Post kala-azar dermal leishmaniasis in the Indian sub-continent: challenges and strategies for elimination

Abstract

Visceral leishmaniasis (VL) is a severe and often fatal form of leishmaniasis caused by Leishmania donovani in the Indian sub-continent. Post Kala-azar Dermal Leishmaniasis (PKDL) is a late cutaneous manifestation of VL, typically occurring after apparent cure of VL, but sometimes even without a prior history of VL in India. PKDL serves as a significant yet neglected reservoir of infection and plays a crucial role in the transmission of the disease, posing a serious threat to the VL elimination program in the Indian sub-continent. Therefore, the eradication of PKDL should be a priority within the current VL elimination program aimed at achieving a goal of less than 1 case per 10,000 in the population at the district or sub-district levels of VL endemic areas. To accomplish this, a comprehensive understanding of the pathogenesis of PKDL is essential, as well as developing strategies for disease management. This review provides an overview of the current status of diagnosis and treatment options for PKDL, highlighting our current knowledge of the immune responses underlying disease development and progression. Additionally, the review discusses the impact of PKDL on elimination programs and propose strategies to overcome this challenge and achieve the goal of elimination. By addressing the diagnostic and therapeutic gaps, optimizing surveillance and control measures, and implementing effective intervention strategies, it is possible to mitigate the burden of PKDL and facilitate the successful elimination of VL in the Indian sub-continent.
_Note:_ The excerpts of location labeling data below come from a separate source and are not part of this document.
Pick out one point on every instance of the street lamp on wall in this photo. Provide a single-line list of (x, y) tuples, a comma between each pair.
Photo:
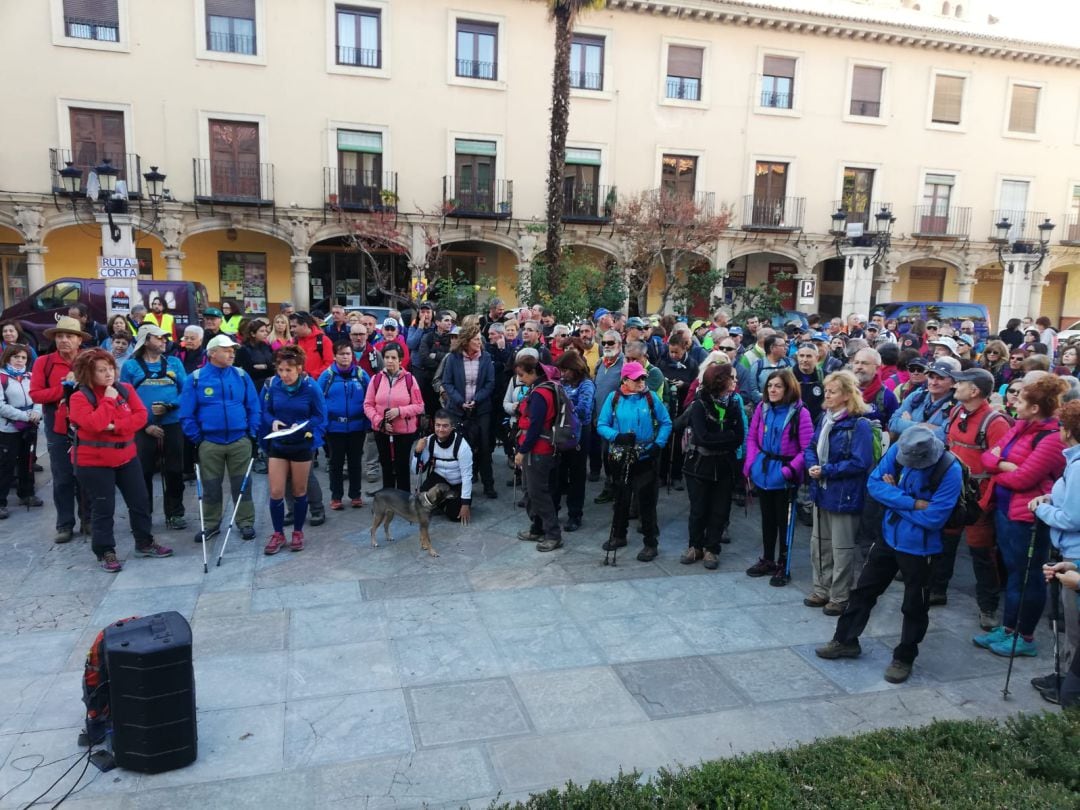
[(1024, 252), (853, 242)]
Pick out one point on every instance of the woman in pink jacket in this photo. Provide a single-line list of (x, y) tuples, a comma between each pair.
[(1024, 464), (393, 404)]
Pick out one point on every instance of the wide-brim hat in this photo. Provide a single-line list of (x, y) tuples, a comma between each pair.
[(67, 325)]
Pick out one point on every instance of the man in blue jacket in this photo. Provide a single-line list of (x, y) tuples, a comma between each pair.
[(219, 414), (633, 416), (915, 515)]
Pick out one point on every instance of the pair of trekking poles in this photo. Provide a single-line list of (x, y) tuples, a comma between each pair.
[(232, 520)]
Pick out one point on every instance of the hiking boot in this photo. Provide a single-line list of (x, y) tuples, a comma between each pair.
[(898, 672), (152, 550), (761, 568), (985, 639), (1024, 647), (834, 649), (647, 554), (690, 556), (275, 544)]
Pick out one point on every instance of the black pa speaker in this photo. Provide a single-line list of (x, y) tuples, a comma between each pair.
[(151, 692)]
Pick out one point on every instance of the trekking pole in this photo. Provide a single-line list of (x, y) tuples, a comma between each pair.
[(235, 508), (1023, 591), (202, 520)]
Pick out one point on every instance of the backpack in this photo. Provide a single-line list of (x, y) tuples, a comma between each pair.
[(565, 429), (95, 687)]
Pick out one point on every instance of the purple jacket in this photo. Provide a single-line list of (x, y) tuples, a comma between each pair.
[(791, 447)]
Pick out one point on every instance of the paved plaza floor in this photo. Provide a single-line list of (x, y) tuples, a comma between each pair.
[(356, 677)]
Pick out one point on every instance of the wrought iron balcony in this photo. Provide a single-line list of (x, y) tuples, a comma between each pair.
[(232, 181), (130, 165), (934, 221), (1024, 225), (590, 204), (480, 200), (350, 189), (783, 214)]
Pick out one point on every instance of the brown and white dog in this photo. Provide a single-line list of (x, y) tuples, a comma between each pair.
[(417, 509)]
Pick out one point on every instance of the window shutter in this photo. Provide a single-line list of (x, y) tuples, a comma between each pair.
[(782, 67), (1024, 108), (948, 96), (685, 62), (242, 9), (583, 157), (485, 148), (103, 12), (360, 142), (866, 84)]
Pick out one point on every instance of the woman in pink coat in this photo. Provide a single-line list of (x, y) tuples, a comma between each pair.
[(393, 404)]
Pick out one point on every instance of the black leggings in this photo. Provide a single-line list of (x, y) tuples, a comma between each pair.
[(774, 508)]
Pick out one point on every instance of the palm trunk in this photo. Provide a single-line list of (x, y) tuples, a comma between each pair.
[(559, 124)]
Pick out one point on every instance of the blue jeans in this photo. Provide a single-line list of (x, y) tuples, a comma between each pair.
[(1013, 539)]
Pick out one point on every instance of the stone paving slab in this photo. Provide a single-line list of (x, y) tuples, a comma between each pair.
[(347, 676)]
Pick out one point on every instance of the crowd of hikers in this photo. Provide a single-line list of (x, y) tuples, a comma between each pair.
[(894, 441)]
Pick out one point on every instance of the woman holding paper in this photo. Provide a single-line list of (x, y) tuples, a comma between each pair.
[(294, 420)]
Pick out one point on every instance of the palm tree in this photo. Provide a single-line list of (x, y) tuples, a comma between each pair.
[(564, 12)]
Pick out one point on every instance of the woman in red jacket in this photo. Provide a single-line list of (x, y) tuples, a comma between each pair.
[(1024, 464), (105, 419)]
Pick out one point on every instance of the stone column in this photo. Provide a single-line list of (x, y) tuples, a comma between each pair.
[(301, 281), (174, 270), (35, 253)]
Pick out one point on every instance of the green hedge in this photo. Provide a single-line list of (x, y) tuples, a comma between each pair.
[(1030, 761)]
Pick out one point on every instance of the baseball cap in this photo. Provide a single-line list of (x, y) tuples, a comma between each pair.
[(221, 341)]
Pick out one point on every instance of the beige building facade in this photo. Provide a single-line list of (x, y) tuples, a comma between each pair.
[(285, 125)]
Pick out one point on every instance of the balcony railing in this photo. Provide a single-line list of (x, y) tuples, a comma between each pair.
[(932, 221), (772, 214), (80, 28), (590, 204), (777, 100), (474, 69), (232, 181), (1070, 233), (350, 189), (130, 165), (683, 88), (360, 56), (581, 80), (1025, 224), (487, 200), (862, 212)]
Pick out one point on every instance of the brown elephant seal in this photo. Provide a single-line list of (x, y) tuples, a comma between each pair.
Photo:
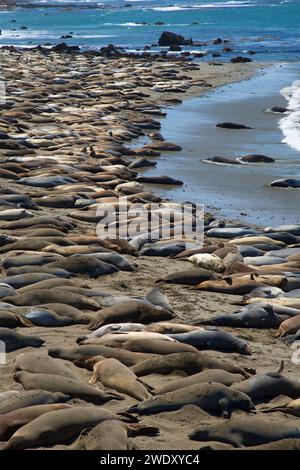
[(211, 397), (268, 386), (153, 346), (210, 375), (84, 265), (57, 427), (13, 320), (40, 363), (112, 435), (14, 340), (31, 398), (292, 407), (133, 311), (288, 327), (187, 362), (189, 277), (45, 296), (78, 355), (11, 422), (246, 431), (59, 383), (115, 375)]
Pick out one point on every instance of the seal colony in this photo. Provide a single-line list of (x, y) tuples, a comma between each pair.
[(112, 342)]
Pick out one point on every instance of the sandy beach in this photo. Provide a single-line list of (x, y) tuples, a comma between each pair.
[(69, 116)]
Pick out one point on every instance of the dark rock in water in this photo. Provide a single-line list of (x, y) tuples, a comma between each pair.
[(170, 39), (279, 109), (286, 183), (240, 60), (63, 47), (175, 48), (257, 159), (225, 160), (232, 125)]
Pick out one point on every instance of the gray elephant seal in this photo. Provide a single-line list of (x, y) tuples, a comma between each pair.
[(133, 311), (71, 387), (44, 296), (14, 340), (115, 375), (112, 435), (58, 426), (187, 362), (211, 397), (11, 422), (213, 339), (31, 398), (189, 277), (210, 375), (246, 431), (268, 386)]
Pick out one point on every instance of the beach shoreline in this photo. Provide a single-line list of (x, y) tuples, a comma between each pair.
[(71, 103)]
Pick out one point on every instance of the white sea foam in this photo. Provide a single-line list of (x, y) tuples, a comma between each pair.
[(290, 124)]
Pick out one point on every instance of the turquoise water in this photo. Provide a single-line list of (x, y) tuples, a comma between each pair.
[(269, 27)]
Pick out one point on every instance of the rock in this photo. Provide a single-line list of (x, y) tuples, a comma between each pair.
[(240, 60), (279, 109), (232, 125), (168, 38)]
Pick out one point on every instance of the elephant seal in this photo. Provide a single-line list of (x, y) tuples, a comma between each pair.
[(187, 362), (31, 398), (215, 340), (115, 375), (259, 316), (136, 311), (209, 375), (286, 183), (112, 435), (14, 340), (246, 431), (268, 386), (11, 422), (288, 327), (80, 354), (292, 407), (188, 277), (211, 397), (58, 426), (84, 265), (44, 296), (40, 363), (71, 387), (232, 125), (12, 320)]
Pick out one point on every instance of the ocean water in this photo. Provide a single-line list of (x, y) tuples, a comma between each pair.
[(268, 27)]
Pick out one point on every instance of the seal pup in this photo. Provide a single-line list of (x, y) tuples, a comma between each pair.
[(113, 374), (71, 387), (210, 397), (57, 427)]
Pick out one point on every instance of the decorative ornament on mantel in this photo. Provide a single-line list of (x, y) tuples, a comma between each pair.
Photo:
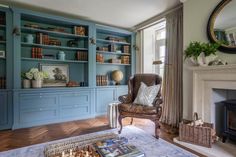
[(201, 53)]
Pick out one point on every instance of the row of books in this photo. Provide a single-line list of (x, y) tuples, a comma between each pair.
[(82, 56), (2, 82), (45, 40), (36, 52), (102, 80), (125, 59), (79, 30), (2, 20), (113, 48), (117, 147)]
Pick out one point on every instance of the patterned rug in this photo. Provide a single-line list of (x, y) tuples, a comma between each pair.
[(143, 141)]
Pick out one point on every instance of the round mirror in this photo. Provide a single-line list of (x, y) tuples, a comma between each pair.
[(222, 26)]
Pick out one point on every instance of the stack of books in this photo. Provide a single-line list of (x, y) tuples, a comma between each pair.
[(125, 59), (42, 38), (102, 80), (82, 56), (45, 40), (125, 49), (117, 147), (2, 82), (79, 30), (36, 52), (99, 58), (2, 20)]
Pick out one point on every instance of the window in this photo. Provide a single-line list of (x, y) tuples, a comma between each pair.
[(154, 39)]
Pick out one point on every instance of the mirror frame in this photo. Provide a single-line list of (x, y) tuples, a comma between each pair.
[(210, 28)]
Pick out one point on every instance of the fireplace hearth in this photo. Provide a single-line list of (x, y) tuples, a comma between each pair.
[(229, 120)]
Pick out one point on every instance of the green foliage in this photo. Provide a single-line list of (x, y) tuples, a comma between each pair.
[(193, 50), (196, 48), (209, 48)]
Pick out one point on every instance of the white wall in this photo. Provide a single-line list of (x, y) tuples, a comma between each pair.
[(196, 15)]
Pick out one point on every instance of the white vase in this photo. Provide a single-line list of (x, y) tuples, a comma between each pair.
[(203, 60), (26, 83), (37, 83)]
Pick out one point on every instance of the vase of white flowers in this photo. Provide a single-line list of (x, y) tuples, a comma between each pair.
[(36, 76)]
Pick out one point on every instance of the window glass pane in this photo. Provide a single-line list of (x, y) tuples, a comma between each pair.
[(154, 48)]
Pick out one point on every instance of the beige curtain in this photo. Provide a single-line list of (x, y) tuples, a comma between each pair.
[(172, 80)]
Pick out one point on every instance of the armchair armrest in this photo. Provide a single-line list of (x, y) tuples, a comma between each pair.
[(125, 99), (158, 101)]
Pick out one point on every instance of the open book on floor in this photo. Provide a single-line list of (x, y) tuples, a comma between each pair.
[(117, 147)]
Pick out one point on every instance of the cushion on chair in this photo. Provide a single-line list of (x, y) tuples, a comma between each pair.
[(146, 94), (136, 108)]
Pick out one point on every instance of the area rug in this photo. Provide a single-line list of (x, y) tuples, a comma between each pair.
[(218, 149), (143, 141)]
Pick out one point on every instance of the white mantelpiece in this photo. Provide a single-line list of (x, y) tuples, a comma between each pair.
[(205, 80)]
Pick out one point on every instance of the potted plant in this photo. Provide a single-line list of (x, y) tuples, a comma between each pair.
[(193, 50), (201, 53), (26, 83), (36, 76)]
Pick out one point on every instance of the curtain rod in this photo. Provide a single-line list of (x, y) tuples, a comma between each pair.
[(158, 18)]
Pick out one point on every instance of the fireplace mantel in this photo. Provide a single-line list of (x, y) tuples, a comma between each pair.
[(205, 80)]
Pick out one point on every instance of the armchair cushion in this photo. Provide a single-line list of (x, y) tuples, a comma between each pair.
[(137, 109), (146, 94)]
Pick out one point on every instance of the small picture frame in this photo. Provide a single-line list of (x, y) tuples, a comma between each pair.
[(2, 54), (58, 74)]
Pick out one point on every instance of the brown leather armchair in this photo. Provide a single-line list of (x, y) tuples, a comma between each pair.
[(128, 109)]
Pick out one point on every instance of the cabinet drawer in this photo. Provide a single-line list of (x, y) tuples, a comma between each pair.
[(103, 98), (3, 108), (41, 114), (78, 98), (37, 101), (122, 91), (74, 111)]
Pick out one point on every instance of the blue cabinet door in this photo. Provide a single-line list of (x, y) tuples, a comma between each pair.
[(75, 105), (37, 109), (121, 91), (104, 96), (3, 110)]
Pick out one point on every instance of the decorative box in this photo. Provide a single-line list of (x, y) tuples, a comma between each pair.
[(125, 49), (112, 48)]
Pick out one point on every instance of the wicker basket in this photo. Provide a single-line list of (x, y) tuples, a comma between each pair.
[(203, 135)]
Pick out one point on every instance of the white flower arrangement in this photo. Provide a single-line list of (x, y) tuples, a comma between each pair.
[(35, 74)]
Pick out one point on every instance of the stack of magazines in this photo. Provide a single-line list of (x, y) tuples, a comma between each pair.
[(117, 147)]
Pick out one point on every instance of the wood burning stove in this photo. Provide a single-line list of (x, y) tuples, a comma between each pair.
[(229, 120)]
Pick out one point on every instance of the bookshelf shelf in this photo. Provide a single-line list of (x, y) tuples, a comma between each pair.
[(3, 59), (113, 53), (53, 33), (52, 46), (113, 42), (113, 64), (52, 60)]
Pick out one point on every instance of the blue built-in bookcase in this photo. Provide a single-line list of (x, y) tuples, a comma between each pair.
[(19, 107)]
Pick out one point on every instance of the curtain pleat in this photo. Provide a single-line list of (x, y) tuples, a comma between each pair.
[(173, 73)]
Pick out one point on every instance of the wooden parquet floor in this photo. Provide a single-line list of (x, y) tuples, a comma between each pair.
[(11, 139)]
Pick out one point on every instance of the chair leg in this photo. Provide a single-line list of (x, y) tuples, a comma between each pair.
[(120, 122), (157, 128), (131, 122)]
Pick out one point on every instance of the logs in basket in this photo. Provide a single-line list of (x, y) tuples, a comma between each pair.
[(202, 134)]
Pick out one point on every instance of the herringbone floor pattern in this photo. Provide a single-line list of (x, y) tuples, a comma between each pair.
[(11, 139)]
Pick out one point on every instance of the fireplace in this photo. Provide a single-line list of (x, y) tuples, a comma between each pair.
[(229, 120)]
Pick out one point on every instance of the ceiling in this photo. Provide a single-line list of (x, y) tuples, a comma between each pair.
[(121, 13)]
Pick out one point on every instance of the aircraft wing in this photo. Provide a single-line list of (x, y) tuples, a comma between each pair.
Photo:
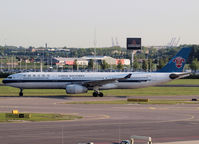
[(95, 83), (178, 75)]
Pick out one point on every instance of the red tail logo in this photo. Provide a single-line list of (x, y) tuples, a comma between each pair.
[(178, 61)]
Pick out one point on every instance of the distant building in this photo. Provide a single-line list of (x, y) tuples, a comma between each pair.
[(123, 61), (69, 61)]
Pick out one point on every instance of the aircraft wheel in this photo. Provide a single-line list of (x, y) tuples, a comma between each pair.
[(100, 94), (95, 94), (20, 94)]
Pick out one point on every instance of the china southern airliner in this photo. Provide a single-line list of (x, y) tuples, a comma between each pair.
[(81, 82)]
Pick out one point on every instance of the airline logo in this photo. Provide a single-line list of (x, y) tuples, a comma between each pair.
[(178, 61)]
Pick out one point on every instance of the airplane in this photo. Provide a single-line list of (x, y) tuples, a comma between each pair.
[(81, 82)]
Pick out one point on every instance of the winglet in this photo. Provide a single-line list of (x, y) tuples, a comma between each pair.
[(128, 76)]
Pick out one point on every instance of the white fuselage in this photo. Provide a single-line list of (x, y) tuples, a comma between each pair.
[(59, 80)]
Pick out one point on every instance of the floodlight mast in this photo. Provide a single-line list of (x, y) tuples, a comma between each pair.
[(95, 43)]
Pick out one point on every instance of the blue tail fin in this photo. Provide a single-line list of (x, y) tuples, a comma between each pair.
[(177, 63)]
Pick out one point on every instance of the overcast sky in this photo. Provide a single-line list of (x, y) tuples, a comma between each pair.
[(72, 23)]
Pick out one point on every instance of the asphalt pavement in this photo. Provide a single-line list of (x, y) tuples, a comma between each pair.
[(102, 123)]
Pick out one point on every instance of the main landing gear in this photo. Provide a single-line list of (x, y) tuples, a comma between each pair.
[(21, 92), (97, 93)]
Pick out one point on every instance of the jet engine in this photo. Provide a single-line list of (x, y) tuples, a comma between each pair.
[(75, 89)]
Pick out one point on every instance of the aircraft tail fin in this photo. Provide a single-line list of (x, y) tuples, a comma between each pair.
[(177, 63)]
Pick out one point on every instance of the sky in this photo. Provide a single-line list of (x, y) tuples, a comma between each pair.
[(77, 23)]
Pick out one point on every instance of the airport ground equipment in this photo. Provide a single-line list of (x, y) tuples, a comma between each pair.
[(132, 139)]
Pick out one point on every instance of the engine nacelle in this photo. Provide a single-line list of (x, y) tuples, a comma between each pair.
[(75, 89)]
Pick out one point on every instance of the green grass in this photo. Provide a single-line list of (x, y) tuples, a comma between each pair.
[(40, 117), (150, 91), (127, 102)]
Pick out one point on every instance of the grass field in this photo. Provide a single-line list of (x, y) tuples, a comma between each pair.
[(39, 117), (150, 91), (174, 82)]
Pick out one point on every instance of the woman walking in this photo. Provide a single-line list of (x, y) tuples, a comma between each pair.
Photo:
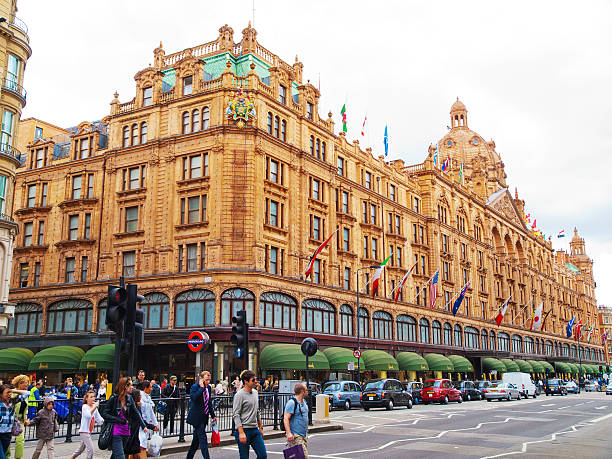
[(120, 410)]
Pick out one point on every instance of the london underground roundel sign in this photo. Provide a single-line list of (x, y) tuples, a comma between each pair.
[(197, 340)]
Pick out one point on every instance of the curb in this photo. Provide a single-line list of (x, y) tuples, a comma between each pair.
[(183, 447)]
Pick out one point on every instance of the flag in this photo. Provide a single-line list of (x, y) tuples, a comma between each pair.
[(377, 273), (501, 314), (433, 290), (310, 266), (386, 141), (569, 327), (398, 289), (459, 299), (536, 321)]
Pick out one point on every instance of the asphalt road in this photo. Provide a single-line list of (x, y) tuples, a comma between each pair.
[(576, 426)]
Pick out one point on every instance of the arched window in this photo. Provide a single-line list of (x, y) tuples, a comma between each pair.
[(346, 320), (68, 316), (194, 308), (424, 331), (277, 310), (406, 328), (126, 136), (134, 134), (448, 334), (205, 118), (517, 344), (318, 316), (436, 332), (143, 132), (458, 336), (234, 300), (156, 308), (382, 325), (195, 120), (186, 123), (26, 321), (364, 319), (471, 337)]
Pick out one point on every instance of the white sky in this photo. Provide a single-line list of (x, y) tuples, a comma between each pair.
[(535, 76)]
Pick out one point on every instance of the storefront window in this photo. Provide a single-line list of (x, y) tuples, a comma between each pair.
[(234, 300), (277, 310), (194, 308)]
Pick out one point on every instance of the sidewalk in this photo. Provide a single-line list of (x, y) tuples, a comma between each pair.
[(64, 450)]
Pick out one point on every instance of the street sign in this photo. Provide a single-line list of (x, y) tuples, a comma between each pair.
[(197, 340)]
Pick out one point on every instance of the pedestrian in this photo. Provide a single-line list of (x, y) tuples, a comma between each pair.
[(245, 412), (201, 409), (121, 411), (296, 418), (46, 426), (148, 415), (89, 418)]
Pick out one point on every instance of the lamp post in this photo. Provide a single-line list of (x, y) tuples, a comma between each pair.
[(357, 321)]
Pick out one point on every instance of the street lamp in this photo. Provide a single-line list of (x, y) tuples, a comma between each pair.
[(357, 317)]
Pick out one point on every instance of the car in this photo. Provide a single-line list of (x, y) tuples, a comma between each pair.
[(414, 387), (343, 394), (554, 386), (441, 391), (572, 387), (385, 393), (468, 390), (502, 391)]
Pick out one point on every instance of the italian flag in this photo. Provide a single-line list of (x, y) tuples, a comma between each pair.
[(377, 273)]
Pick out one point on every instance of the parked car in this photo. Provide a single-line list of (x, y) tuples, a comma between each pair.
[(468, 390), (502, 391), (386, 393), (343, 394), (554, 386), (414, 388), (441, 391)]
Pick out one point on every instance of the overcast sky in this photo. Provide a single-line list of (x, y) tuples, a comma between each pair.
[(535, 76)]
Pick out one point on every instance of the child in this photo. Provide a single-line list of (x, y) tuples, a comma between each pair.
[(46, 426), (89, 418)]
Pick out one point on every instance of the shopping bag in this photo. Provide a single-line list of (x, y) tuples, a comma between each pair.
[(294, 452)]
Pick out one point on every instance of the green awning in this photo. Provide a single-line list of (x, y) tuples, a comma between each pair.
[(524, 366), (339, 357), (561, 367), (461, 364), (290, 357), (57, 358), (15, 359), (537, 366), (510, 365), (437, 362), (378, 360), (411, 361), (99, 357)]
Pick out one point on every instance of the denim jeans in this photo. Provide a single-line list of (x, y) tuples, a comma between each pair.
[(254, 440), (199, 441)]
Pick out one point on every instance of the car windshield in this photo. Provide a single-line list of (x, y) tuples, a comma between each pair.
[(374, 385)]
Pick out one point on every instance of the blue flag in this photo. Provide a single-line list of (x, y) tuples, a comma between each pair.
[(386, 141)]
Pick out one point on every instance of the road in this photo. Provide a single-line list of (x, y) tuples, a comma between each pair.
[(574, 426)]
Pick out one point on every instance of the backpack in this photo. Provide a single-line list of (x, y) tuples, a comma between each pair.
[(295, 408)]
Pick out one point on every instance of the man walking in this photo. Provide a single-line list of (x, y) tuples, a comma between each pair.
[(200, 409), (296, 418), (245, 412)]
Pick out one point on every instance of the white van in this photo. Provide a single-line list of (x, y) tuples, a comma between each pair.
[(522, 381)]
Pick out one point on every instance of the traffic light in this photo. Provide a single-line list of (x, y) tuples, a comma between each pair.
[(116, 308), (240, 335)]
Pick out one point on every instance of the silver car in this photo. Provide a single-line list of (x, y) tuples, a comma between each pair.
[(502, 391)]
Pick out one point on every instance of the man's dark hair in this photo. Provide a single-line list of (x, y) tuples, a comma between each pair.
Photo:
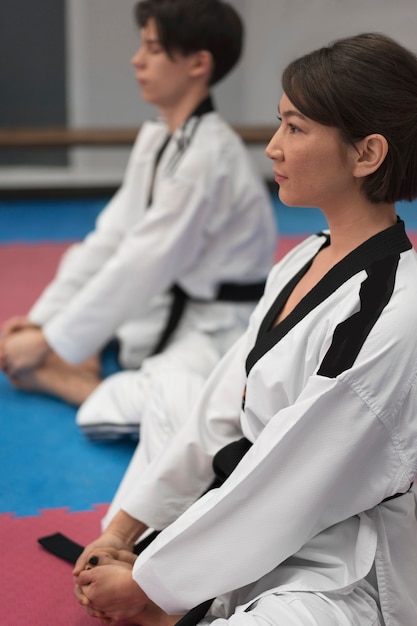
[(362, 85), (187, 26)]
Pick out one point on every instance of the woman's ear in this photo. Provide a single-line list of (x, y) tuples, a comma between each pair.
[(370, 154)]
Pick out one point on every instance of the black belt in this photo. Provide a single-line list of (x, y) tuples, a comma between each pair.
[(224, 462), (228, 292)]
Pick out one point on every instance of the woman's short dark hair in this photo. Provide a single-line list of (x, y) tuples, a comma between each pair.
[(362, 85), (187, 26)]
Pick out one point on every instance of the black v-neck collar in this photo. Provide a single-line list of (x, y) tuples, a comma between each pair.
[(391, 241)]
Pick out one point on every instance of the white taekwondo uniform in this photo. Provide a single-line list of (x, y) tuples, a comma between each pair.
[(201, 219), (330, 407)]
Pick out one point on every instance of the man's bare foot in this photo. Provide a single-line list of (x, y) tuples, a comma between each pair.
[(56, 377)]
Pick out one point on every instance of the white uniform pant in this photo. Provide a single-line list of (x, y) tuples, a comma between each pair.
[(165, 412), (358, 608), (117, 406)]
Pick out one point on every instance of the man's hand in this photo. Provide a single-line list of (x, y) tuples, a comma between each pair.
[(23, 350)]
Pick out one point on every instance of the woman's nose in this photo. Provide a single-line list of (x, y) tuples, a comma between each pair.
[(273, 150)]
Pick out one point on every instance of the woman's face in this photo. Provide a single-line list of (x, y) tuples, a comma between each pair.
[(312, 165)]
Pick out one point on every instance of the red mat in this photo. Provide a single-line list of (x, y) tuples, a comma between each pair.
[(37, 587), (25, 269)]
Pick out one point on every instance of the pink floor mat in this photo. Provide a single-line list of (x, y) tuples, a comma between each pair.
[(37, 587)]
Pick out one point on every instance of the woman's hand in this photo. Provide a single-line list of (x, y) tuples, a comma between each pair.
[(110, 593)]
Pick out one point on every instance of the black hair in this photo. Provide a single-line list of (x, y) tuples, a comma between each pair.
[(362, 85), (187, 26)]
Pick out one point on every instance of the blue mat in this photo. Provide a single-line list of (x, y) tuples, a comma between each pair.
[(45, 460)]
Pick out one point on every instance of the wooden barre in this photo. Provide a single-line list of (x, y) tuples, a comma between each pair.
[(60, 137)]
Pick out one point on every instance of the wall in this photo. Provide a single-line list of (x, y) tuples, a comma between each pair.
[(103, 38)]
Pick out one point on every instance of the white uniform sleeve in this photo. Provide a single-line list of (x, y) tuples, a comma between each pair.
[(305, 472), (146, 263)]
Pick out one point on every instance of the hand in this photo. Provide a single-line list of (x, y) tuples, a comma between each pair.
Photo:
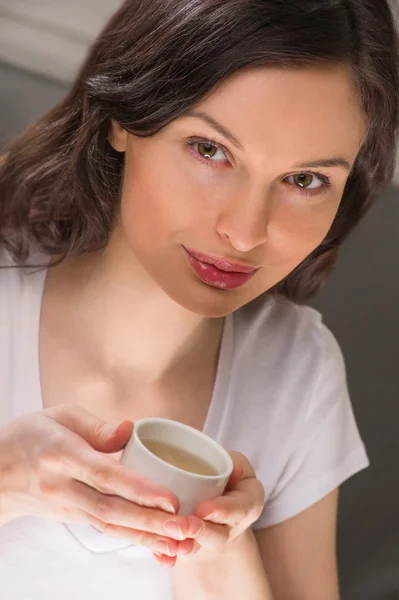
[(54, 465), (230, 515)]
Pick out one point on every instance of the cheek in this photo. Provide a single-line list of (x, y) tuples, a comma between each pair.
[(295, 232), (161, 198)]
Keywords: IL-10; elimination; immune regulation; intervention strategies; post kala-azar dermal leishmaniasis; visceral leishmaniasis.

Figure 1

Potential interplay between environmental factors and host factors that can contribute to the conversion of VL into PKDL. UV-B radiation causes alterations in the morphology of epidermal Langerhans cells (E-LC cells) leading to suppressed expression of MHC-II and co-stimulatory molecules, but enhances the level of IL-10 (1). IL-4 secreted by Th2 cells activates dermal dendritic cells (dDCs) (2) which contribute to the cytokine pool by producing more IL-10, which creates an immunosuppressive environment and promote the expansion of regulatory T (Treg) cells (3), which further aids in parasite persistence (4). Activated macrophages secrete TGF-β, which can activate Treg cells and promote increased secretion of TGF-β, contributing to parasite persistence (5). Inadequate treatment of VL with anti-leishmanial drugs can result in the development of PKDL (6). Failure of organ-specific T cell memory response: Self-healing patients in Sudan show an increased level of effector memory T cells, indicating an enhanced immune response in the skin while PKDL patients in the Indian subcontinent have a lower titer of effector memory T cells, leading to a weak immune response and non-healing nature of the disease (7). T- cells secrete both IFN-γ and IL-10 (8) and in individuals with polymorphism in IFN-γ receptor, failure of appropriate IFN-γ signaling leads to immune suppression and dominance of IL-10 (9) while Individuals with high IFN-γR expression are least prone to developing PKDL (10).

Figure 2

Strategies to prevent disease transmission. While the role of VL in disease transmission is well established, the contributions of PKDL and asymptomatic cases in transmission are still not fully understood (1). The presence of asymptomatic and PKDL cases can increase the vulnerability of the population to the disease (2). Therefore, employing transmission-blocking strategies such as drugs, IRS, and ITNs can be effective in preventing disease transmission and reducing population susceptibility (3). [VL-Visceral leishmania, PKDL-Post kala-azar dermal leishmaniasis, IRS-Indoor residual spraying, ITNs-Insecticide-treated nets].